In Abu Dhabi, Hasan Ali was stricken by a glute strain that meant he left the field on the fourth afternoon, only for him to return to try again on the fifth morning. The effect was he was left out of the Dubai Test through injury.
Tharanga interview: Sri Lanka can take momentum forward after Abu Dhabi win
The lesson went unheeded. A shin injury led Mohammed Amir to trudge off on the opening night of the second Test. He tried again, with his left leg strapped heavily at the calf, at the start of Day 2.
He managed three overs, went lame, and only then was it thought to be sensible to send him to hospital for an MRI scan. He will bat if really needed, but will not bowl again in the match, and has been ruled out of the limited-overs series that follows.
And then, the farce. Wahab Riaz is nothing if not a trier. When Amir’s departure left Pakistan with just three specialist bowlers, he will have no doubt felt emboldened by the task. He loves this stadium, and he loves hard work.
Pity, then, that he chose this day of all days to lose his run up. He could have done with sat-nav to relocate it. In his 19th over, he ran up four times in a row, before losing track and bailing out.
He remarked his run, had two practice goes. Then, when he was finally set to have another go, he aborted again.
At no point could the Pakistan bowlers’ effort be faulted, though. No matter what his Yo-Yo test readouts say, Yasir Shah is basically indefatigable.
He bowled 84 overs in Abu Dhabi. Three days later, on Day 1 in Dubai, he was thrown the ball with 10 overs gone and the thermometer still pushing 40 degrees.
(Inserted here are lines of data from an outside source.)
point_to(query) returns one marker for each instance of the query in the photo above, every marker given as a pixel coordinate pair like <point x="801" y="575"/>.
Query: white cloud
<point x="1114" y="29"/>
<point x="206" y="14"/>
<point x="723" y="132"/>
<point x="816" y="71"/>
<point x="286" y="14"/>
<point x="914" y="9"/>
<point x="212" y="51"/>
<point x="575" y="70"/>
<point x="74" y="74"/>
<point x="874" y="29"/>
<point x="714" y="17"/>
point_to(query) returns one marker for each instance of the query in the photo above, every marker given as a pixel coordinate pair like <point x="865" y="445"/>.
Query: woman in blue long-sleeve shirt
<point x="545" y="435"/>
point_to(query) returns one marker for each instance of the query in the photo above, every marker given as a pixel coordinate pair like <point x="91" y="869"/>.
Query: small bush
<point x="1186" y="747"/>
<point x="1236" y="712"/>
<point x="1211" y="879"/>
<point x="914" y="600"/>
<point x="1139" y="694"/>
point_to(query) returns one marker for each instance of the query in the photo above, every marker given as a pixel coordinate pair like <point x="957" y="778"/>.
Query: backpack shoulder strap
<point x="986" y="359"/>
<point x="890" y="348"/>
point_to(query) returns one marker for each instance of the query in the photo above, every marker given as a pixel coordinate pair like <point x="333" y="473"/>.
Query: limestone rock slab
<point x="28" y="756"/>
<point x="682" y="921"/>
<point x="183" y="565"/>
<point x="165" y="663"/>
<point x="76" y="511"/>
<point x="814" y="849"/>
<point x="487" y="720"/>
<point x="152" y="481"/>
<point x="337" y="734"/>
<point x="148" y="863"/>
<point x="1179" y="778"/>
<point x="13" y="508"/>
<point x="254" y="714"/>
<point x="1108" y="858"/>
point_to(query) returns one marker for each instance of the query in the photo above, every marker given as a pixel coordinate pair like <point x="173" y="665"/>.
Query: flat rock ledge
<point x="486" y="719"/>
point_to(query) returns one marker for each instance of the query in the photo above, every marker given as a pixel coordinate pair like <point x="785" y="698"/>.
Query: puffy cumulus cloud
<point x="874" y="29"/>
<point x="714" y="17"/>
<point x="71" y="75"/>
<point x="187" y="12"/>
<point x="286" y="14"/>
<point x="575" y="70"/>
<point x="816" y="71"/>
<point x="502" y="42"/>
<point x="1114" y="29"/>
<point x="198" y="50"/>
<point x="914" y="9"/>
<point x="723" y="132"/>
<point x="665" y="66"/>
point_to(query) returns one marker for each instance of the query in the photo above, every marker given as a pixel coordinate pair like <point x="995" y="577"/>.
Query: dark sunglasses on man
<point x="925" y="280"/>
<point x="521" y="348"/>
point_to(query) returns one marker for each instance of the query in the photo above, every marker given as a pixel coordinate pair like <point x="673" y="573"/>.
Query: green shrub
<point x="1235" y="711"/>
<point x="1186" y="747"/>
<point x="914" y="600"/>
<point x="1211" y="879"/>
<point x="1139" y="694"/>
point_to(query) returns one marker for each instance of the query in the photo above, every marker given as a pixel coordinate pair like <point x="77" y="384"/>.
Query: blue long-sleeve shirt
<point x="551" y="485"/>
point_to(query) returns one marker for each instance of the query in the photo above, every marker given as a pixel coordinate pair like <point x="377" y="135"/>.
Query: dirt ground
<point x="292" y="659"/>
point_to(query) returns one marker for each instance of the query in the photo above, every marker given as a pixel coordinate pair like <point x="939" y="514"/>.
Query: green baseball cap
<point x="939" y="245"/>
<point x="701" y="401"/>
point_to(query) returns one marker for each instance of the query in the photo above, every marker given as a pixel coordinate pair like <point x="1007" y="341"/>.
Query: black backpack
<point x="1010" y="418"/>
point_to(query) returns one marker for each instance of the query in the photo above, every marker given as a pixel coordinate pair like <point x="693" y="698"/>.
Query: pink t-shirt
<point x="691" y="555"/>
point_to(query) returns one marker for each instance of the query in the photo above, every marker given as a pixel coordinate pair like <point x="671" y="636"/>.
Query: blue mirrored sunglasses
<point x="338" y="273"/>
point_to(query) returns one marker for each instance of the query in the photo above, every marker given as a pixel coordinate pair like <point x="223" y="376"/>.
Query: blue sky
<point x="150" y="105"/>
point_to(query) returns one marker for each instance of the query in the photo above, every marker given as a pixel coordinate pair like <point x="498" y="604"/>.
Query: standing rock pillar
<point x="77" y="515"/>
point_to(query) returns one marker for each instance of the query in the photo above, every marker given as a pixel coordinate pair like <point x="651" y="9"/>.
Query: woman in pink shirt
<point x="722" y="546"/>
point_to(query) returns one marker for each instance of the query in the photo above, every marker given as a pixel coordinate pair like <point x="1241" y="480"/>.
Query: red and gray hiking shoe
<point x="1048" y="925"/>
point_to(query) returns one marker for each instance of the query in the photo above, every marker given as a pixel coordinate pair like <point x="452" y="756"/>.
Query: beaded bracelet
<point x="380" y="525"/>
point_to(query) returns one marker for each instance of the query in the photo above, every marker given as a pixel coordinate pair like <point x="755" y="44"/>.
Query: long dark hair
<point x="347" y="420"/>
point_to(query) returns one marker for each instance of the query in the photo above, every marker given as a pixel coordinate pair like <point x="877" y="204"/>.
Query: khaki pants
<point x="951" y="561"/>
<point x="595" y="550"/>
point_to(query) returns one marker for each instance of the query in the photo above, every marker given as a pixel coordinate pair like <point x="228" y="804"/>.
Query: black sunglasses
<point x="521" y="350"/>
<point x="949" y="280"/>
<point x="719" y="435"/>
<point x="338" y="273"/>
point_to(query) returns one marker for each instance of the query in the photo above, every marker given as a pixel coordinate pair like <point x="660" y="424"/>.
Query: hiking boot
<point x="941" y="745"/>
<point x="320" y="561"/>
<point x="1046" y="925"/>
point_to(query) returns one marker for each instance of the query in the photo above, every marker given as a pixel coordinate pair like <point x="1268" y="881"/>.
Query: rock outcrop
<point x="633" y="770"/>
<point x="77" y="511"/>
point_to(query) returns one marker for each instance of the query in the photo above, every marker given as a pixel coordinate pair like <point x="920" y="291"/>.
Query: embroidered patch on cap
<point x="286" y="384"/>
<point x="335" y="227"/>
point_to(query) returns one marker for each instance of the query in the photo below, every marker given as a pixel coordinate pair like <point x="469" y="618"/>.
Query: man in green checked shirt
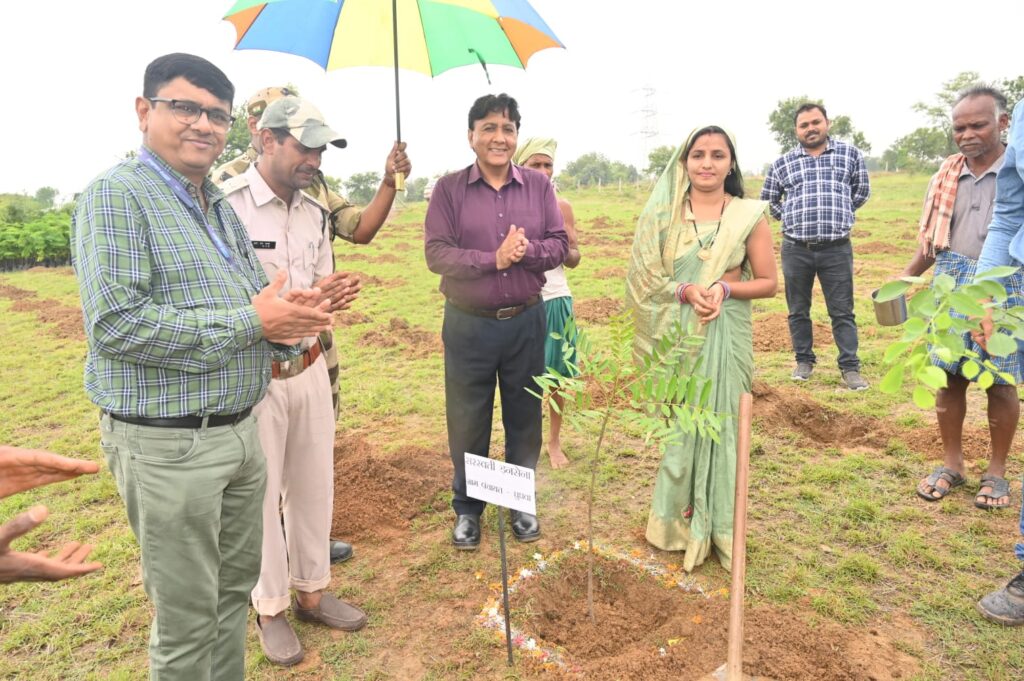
<point x="182" y="328"/>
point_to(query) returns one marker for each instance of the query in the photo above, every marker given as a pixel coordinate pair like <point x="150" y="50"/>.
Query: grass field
<point x="836" y="530"/>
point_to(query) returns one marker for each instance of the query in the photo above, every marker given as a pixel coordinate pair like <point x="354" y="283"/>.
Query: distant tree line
<point x="925" y="147"/>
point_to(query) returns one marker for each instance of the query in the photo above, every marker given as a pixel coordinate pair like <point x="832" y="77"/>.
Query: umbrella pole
<point x="399" y="178"/>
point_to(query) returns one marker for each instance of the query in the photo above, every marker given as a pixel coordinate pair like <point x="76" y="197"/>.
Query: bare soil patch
<point x="420" y="342"/>
<point x="596" y="310"/>
<point x="603" y="222"/>
<point x="385" y="258"/>
<point x="771" y="334"/>
<point x="782" y="410"/>
<point x="611" y="272"/>
<point x="386" y="284"/>
<point x="883" y="248"/>
<point x="377" y="496"/>
<point x="350" y="317"/>
<point x="637" y="615"/>
<point x="67" y="322"/>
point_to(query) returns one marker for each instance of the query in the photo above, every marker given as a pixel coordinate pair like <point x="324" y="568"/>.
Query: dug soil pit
<point x="646" y="630"/>
<point x="377" y="496"/>
<point x="771" y="334"/>
<point x="67" y="322"/>
<point x="781" y="411"/>
<point x="596" y="310"/>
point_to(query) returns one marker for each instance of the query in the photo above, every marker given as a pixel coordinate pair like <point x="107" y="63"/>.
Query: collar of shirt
<point x="992" y="169"/>
<point x="475" y="175"/>
<point x="212" y="192"/>
<point x="829" y="146"/>
<point x="262" y="194"/>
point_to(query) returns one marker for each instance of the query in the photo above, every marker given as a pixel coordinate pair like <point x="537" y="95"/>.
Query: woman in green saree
<point x="700" y="254"/>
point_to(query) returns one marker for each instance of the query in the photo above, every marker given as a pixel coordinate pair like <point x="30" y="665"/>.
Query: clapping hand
<point x="341" y="289"/>
<point x="286" y="321"/>
<point x="706" y="302"/>
<point x="512" y="249"/>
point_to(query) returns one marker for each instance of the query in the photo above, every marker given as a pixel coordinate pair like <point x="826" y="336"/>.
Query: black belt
<point x="817" y="246"/>
<point x="500" y="312"/>
<point x="184" y="421"/>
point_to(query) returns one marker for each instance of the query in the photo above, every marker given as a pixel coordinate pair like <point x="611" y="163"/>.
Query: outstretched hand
<point x="23" y="469"/>
<point x="23" y="566"/>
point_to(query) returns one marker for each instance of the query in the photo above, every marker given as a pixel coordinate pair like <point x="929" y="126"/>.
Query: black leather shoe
<point x="525" y="527"/>
<point x="340" y="551"/>
<point x="466" y="536"/>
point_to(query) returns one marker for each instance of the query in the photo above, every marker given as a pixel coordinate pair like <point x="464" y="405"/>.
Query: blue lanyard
<point x="179" y="190"/>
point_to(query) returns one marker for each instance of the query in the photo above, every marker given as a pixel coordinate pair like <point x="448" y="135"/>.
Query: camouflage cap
<point x="301" y="119"/>
<point x="259" y="101"/>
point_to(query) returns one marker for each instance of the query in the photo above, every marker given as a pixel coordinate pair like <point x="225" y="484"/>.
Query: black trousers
<point x="478" y="350"/>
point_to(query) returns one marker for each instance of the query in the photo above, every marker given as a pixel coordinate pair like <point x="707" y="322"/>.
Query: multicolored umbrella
<point x="429" y="36"/>
<point x="433" y="35"/>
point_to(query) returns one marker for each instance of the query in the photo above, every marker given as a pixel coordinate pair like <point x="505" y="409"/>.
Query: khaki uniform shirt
<point x="344" y="216"/>
<point x="285" y="236"/>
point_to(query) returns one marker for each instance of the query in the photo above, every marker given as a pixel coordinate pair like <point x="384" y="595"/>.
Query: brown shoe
<point x="332" y="611"/>
<point x="280" y="643"/>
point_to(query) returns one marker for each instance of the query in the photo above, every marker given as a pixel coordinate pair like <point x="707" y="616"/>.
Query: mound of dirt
<point x="637" y="616"/>
<point x="771" y="334"/>
<point x="780" y="411"/>
<point x="378" y="497"/>
<point x="67" y="322"/>
<point x="596" y="310"/>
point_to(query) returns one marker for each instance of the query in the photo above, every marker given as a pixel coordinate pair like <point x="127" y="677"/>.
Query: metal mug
<point x="892" y="312"/>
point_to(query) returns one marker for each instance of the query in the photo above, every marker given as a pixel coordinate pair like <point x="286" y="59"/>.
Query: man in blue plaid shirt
<point x="182" y="328"/>
<point x="814" y="190"/>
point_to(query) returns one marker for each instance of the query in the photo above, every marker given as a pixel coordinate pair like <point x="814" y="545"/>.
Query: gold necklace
<point x="705" y="252"/>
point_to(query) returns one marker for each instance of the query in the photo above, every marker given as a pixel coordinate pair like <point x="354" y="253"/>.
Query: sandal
<point x="952" y="478"/>
<point x="999" y="487"/>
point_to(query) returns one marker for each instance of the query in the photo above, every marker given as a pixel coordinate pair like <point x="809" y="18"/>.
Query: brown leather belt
<point x="500" y="313"/>
<point x="817" y="246"/>
<point x="185" y="421"/>
<point x="291" y="368"/>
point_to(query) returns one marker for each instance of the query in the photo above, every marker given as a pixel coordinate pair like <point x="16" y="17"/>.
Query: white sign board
<point x="501" y="483"/>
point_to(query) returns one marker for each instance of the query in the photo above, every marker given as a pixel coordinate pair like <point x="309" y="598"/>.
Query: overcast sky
<point x="72" y="71"/>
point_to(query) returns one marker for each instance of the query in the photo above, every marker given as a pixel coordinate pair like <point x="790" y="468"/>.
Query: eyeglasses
<point x="189" y="112"/>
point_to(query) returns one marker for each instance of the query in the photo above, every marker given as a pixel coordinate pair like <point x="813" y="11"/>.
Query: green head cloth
<point x="545" y="145"/>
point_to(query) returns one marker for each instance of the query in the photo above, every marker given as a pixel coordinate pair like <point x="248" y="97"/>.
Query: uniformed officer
<point x="295" y="420"/>
<point x="346" y="220"/>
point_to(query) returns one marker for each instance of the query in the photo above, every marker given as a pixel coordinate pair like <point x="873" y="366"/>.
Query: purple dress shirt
<point x="468" y="219"/>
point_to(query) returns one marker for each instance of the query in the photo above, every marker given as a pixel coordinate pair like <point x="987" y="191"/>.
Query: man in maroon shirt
<point x="492" y="230"/>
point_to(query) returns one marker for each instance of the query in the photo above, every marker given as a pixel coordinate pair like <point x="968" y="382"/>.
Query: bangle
<point x="681" y="293"/>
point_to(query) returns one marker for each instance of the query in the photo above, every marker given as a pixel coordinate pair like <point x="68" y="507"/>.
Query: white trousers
<point x="296" y="429"/>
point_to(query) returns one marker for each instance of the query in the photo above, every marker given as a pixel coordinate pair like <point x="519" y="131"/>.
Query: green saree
<point x="692" y="505"/>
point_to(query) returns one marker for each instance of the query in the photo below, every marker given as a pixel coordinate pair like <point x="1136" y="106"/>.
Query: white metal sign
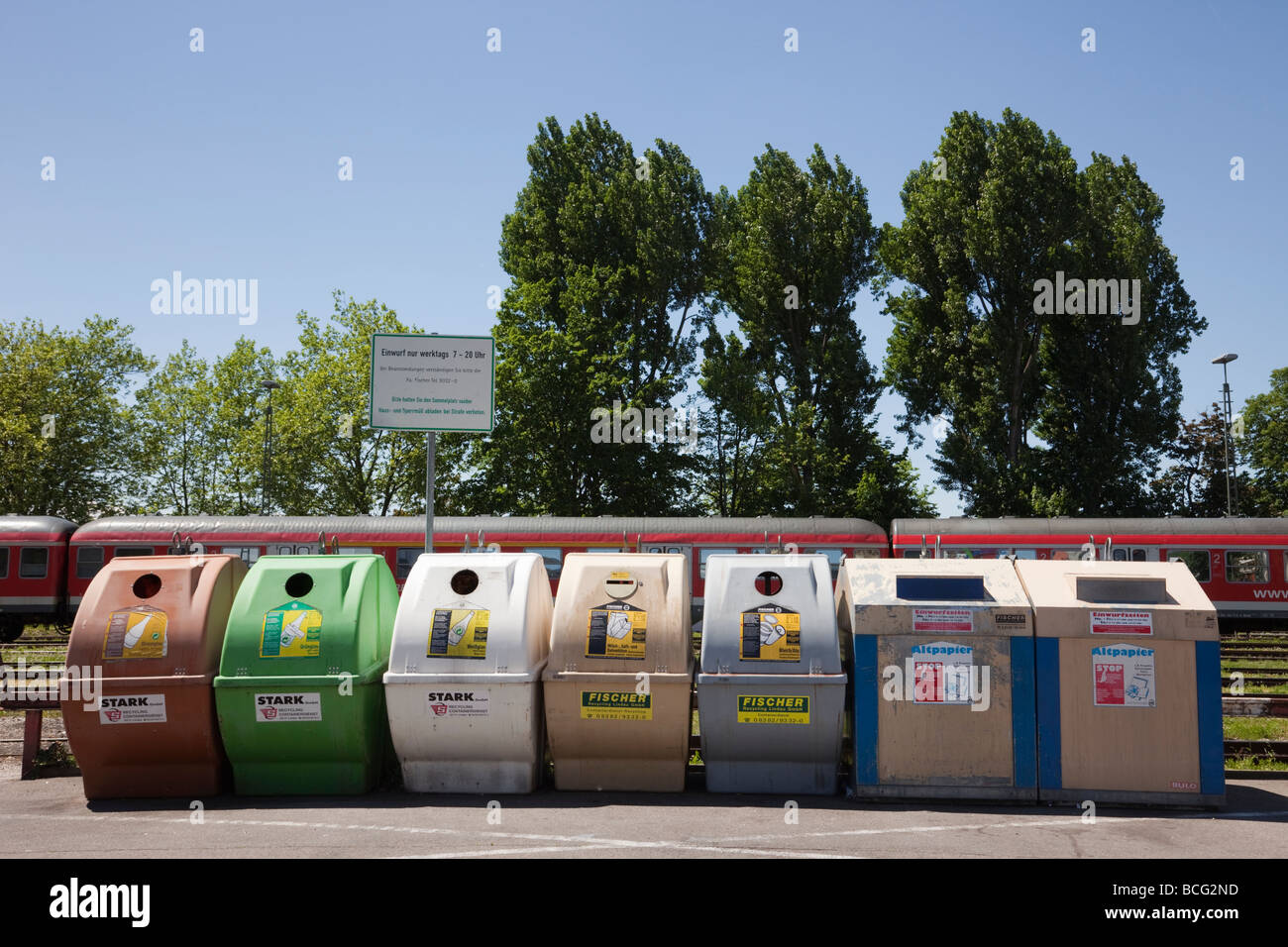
<point x="432" y="381"/>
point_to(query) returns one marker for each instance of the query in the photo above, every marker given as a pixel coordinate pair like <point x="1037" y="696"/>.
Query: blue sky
<point x="223" y="163"/>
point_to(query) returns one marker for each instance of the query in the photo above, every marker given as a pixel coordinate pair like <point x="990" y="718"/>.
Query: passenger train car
<point x="47" y="564"/>
<point x="402" y="539"/>
<point x="1240" y="564"/>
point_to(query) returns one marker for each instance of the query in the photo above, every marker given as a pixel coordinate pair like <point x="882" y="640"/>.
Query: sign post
<point x="432" y="382"/>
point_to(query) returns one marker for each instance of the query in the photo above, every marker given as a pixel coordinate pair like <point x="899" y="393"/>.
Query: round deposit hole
<point x="299" y="585"/>
<point x="147" y="585"/>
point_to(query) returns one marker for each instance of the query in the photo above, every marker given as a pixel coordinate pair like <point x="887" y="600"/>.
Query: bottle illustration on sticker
<point x="136" y="633"/>
<point x="771" y="633"/>
<point x="617" y="630"/>
<point x="291" y="630"/>
<point x="459" y="633"/>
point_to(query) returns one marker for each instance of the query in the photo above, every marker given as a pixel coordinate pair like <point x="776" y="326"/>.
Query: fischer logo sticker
<point x="771" y="633"/>
<point x="941" y="673"/>
<point x="616" y="705"/>
<point x="938" y="621"/>
<point x="134" y="709"/>
<point x="617" y="630"/>
<point x="287" y="707"/>
<point x="1122" y="676"/>
<point x="458" y="703"/>
<point x="459" y="633"/>
<point x="763" y="709"/>
<point x="136" y="633"/>
<point x="291" y="630"/>
<point x="1122" y="622"/>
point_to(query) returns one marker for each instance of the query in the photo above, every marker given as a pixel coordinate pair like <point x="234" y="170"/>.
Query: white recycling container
<point x="772" y="684"/>
<point x="464" y="681"/>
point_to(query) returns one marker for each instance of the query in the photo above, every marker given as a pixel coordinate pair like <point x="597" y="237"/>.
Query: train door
<point x="1134" y="554"/>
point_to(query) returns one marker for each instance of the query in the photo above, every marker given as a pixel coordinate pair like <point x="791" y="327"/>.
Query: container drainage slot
<point x="147" y="585"/>
<point x="465" y="581"/>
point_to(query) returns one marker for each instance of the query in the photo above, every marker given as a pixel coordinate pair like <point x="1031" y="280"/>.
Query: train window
<point x="1247" y="566"/>
<point x="406" y="560"/>
<point x="34" y="562"/>
<point x="552" y="557"/>
<point x="1197" y="561"/>
<point x="702" y="558"/>
<point x="89" y="561"/>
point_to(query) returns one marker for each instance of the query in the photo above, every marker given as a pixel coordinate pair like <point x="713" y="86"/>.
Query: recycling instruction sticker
<point x="145" y="707"/>
<point x="941" y="673"/>
<point x="1122" y="622"/>
<point x="136" y="633"/>
<point x="616" y="705"/>
<point x="771" y="633"/>
<point x="1122" y="676"/>
<point x="459" y="633"/>
<point x="761" y="709"/>
<point x="287" y="707"/>
<point x="938" y="621"/>
<point x="291" y="630"/>
<point x="616" y="630"/>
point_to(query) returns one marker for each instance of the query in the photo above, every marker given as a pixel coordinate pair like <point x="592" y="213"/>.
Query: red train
<point x="47" y="564"/>
<point x="1240" y="564"/>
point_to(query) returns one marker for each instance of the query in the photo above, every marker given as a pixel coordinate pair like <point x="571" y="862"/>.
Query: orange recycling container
<point x="138" y="698"/>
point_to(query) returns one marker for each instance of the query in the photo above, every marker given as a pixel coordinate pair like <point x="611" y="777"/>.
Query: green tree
<point x="175" y="410"/>
<point x="1194" y="482"/>
<point x="1001" y="209"/>
<point x="605" y="252"/>
<point x="68" y="445"/>
<point x="794" y="248"/>
<point x="1262" y="440"/>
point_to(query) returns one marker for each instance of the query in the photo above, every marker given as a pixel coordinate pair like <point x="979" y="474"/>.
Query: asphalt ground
<point x="50" y="817"/>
At least he earned the reward of the ball for his mantelpiece for his toils, after he took six wickets in the 55.5 overs he bowled. It will be cramped for room on said mantelpiece: it was his fifth haul of five wickets or better in his past five Test matches.
Since Pakistan started their tour of the West Indies in April, he has taken 39 wickets in four and a half Tests.